The first truly mass-produced vehicles for the transport of a child were introduced in 1840. Like our pushchairs and strollers, they were for the older child who could sit upright. The seats were mounted on three wheels. This design was based on the carriages used to transport the sick and physically disabled. Royal patronage played a considerable part in the popularity of these new ‘perambulators’, as Queen Victoria ordered several of the carriages for her children. But these early versions were not particularly comfortable, and often lacked any kind of brake, or straps to hold the child in.
Reformers such as Pye Henry Chavasse in his book Advice to a Mother (1839) criticised them: “The child, while being borne in the nurse’s arms, reposes on the nurse, warm and supported, as though he were in a nest!
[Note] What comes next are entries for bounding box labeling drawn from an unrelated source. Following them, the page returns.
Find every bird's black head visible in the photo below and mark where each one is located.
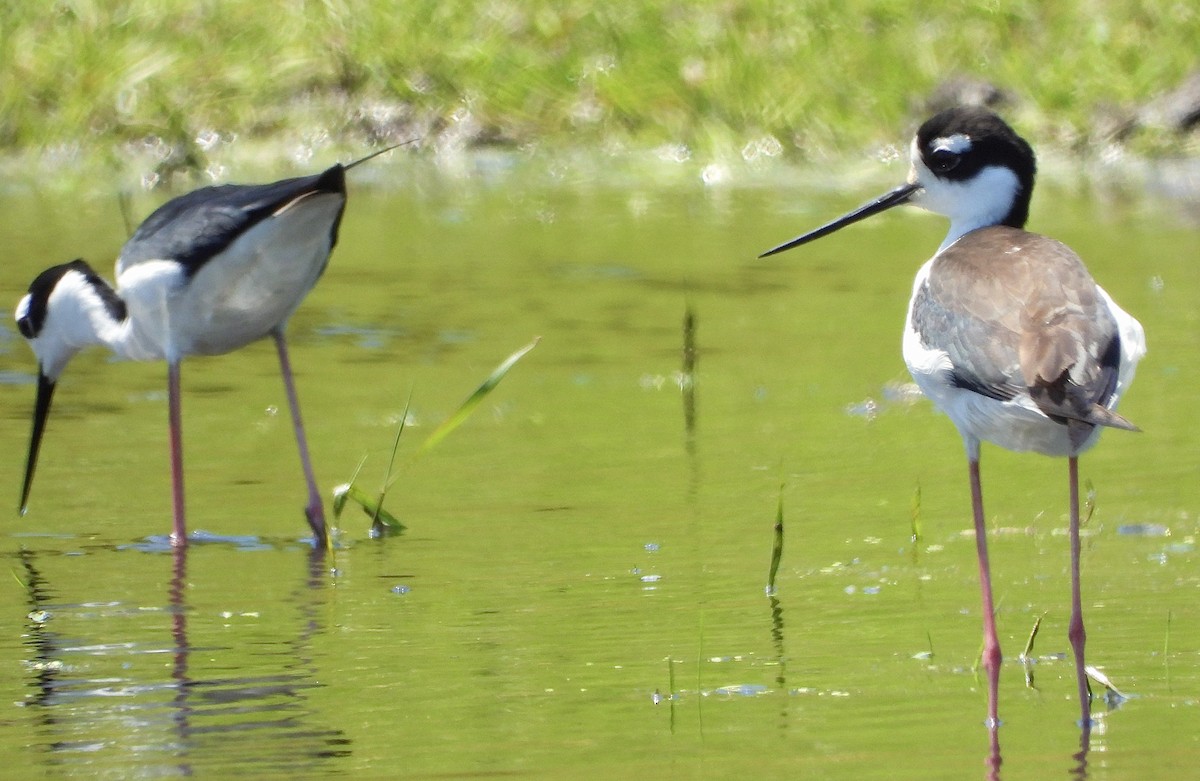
[913,106,1037,228]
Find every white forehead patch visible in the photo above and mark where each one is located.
[930,133,971,155]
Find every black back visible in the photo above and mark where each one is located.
[118,163,346,278]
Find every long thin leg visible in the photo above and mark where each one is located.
[274,329,325,547]
[167,360,187,546]
[967,456,1000,727]
[1067,456,1092,727]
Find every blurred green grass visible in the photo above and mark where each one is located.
[0,0,1200,161]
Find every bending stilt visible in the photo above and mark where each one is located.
[272,329,325,546]
[167,360,187,546]
[1067,456,1092,727]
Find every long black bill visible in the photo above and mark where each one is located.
[20,372,54,515]
[758,182,920,258]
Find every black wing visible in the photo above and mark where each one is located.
[116,164,346,277]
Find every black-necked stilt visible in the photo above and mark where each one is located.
[16,148,394,545]
[763,107,1146,725]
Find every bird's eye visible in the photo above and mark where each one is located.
[929,149,962,174]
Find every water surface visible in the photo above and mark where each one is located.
[0,149,1200,780]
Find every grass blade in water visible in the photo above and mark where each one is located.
[767,486,784,596]
[419,336,541,452]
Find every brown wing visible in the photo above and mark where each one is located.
[914,226,1134,443]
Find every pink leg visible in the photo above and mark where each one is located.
[274,330,325,546]
[1067,456,1092,727]
[167,361,187,547]
[968,457,1000,727]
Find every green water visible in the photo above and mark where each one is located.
[0,149,1200,780]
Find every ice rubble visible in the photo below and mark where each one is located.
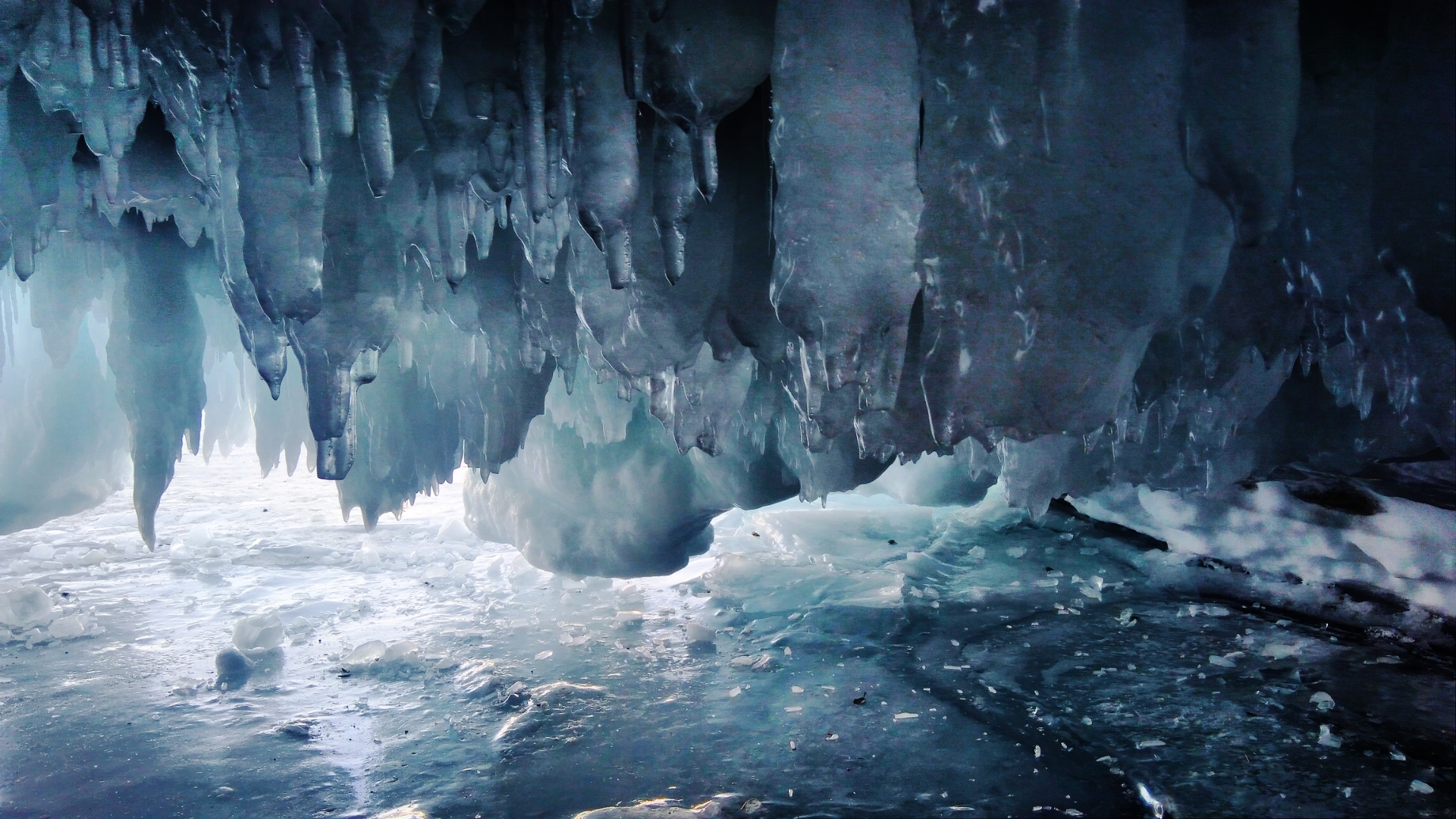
[0,0,1456,593]
[0,451,1456,816]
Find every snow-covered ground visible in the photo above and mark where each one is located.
[0,455,1456,817]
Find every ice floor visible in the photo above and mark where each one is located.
[0,456,1456,817]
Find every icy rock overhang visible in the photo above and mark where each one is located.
[0,0,1456,574]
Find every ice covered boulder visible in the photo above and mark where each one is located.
[233,613,282,651]
[0,585,55,631]
[214,645,256,691]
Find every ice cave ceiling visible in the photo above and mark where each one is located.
[0,0,1456,576]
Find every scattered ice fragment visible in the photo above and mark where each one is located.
[51,615,86,640]
[1260,642,1299,661]
[454,661,500,697]
[0,585,57,629]
[277,717,315,739]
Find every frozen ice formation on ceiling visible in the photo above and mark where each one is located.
[0,0,1456,576]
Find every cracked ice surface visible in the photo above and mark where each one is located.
[0,456,1456,816]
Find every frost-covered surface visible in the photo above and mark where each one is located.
[1073,482,1456,615]
[0,0,1456,577]
[0,456,1456,817]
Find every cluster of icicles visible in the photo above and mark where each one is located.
[0,0,1451,557]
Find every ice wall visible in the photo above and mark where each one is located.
[0,0,1456,574]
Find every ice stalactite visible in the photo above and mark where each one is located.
[770,0,923,459]
[0,0,1456,574]
[106,214,207,547]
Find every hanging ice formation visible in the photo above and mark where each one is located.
[0,0,1456,574]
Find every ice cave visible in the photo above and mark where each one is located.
[0,0,1456,819]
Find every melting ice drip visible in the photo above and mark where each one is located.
[0,0,1456,574]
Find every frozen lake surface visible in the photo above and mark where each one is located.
[0,455,1456,817]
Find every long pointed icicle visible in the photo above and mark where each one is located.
[318,42,354,137]
[71,6,96,87]
[692,122,718,201]
[358,96,394,198]
[415,14,444,120]
[284,22,323,184]
[652,118,698,284]
[571,4,639,290]
[516,0,551,221]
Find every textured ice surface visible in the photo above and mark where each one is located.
[0,0,1456,577]
[0,456,1456,817]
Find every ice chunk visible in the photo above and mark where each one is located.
[233,613,282,651]
[454,661,500,698]
[214,645,256,691]
[339,640,388,672]
[0,586,57,631]
[49,615,86,640]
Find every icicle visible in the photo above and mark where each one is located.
[415,14,444,120]
[516,0,551,221]
[617,0,646,99]
[652,118,698,284]
[285,22,323,185]
[114,0,141,89]
[71,6,96,87]
[470,184,495,261]
[106,19,127,90]
[358,96,394,198]
[571,6,639,290]
[692,122,718,201]
[243,0,282,90]
[435,179,470,290]
[320,42,354,137]
[571,0,606,20]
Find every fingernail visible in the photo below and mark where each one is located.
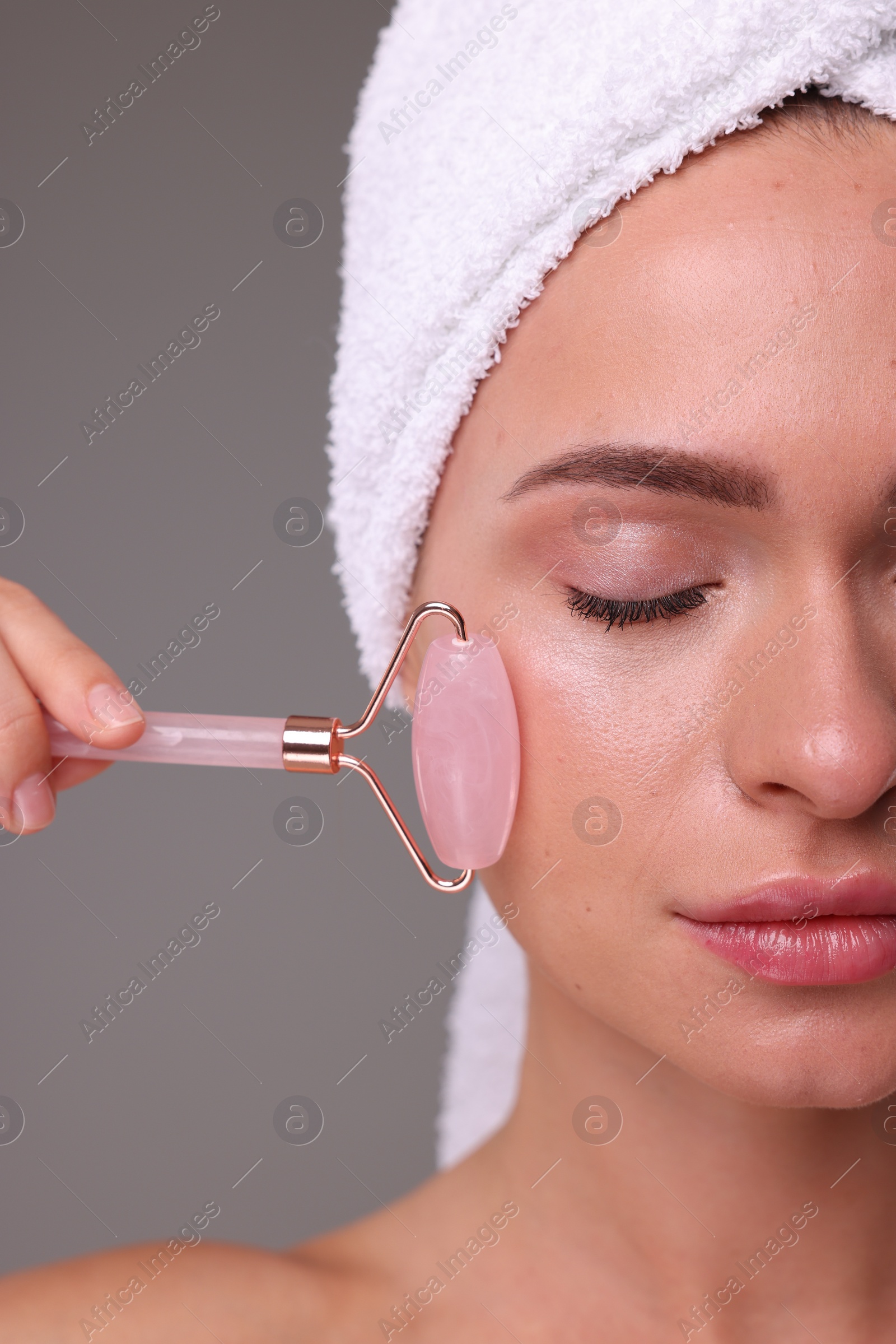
[87,681,144,728]
[0,798,24,844]
[12,774,57,831]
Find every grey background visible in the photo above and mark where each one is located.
[0,0,466,1270]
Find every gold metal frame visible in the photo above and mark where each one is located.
[283,602,473,891]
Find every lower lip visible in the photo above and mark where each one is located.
[678,915,896,985]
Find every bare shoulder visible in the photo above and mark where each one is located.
[0,1242,333,1344]
[0,1160,519,1344]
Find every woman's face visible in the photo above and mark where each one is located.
[414,127,896,1106]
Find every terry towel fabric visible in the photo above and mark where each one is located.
[330,0,896,1166]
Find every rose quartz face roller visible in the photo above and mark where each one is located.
[44,602,520,891]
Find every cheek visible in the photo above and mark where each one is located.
[486,594,705,1016]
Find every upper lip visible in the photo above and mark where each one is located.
[677,871,896,923]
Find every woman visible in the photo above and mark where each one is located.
[0,7,896,1344]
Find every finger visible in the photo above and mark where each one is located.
[48,757,114,793]
[0,643,57,835]
[0,579,145,747]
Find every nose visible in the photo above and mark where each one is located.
[724,603,896,820]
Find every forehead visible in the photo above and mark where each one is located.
[484,128,896,494]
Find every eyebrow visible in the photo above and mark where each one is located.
[502,442,772,509]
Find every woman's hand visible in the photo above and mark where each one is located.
[0,578,144,835]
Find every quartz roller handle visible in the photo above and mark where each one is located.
[43,710,285,770]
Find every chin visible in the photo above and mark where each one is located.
[669,1004,896,1110]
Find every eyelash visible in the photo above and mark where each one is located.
[567,587,707,630]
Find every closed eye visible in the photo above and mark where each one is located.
[567,587,707,630]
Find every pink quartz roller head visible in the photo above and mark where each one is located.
[43,602,520,891]
[411,634,520,868]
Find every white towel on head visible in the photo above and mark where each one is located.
[330,0,896,1166]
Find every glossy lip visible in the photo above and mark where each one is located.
[676,872,896,985]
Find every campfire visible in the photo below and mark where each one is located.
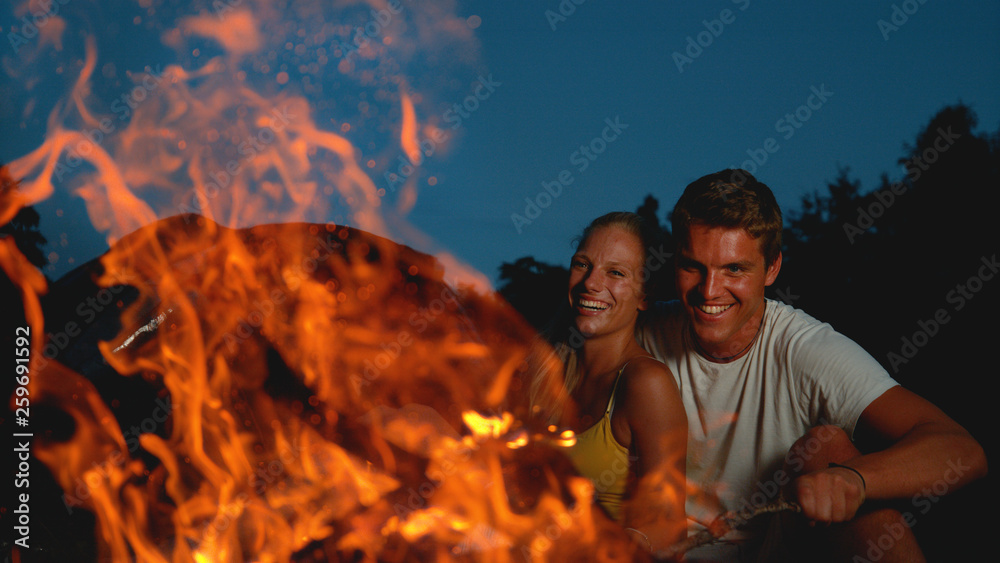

While, on the other hand, if he be in a perambulator, he is cold and unsupported, looking the very picture of misery, seeking everywhere for rest and comfort and finding none!” But parents were not convinced. There were recorded instances of carers carrying children in their arms and dropping them, and the streets were often dirty places to take a young walking child.
Perambulators (soon known as ‘prams’ for short) were a great success. But parents continued to want something similar for younger babies who needed to lie flat. During the 1880s two main types were developed. The ‘bassinet’ pram was essentially a baby’s wicker cradle on a wheeled frame. The other type, shown here, was known as a ‘mail cart’. It was based on the handcarts used by Post Office staff for delivering letters and small parcels. One difference is the smaller pair of wheels at the front: they are copied from horse drawn vehicles, and make it easier to move the pram in a small space. Mail cart prams, together with a pull-along version for older children, really caught the public imagination. They were extremely popular for the next few decades, despite problems with steering, instability and safety.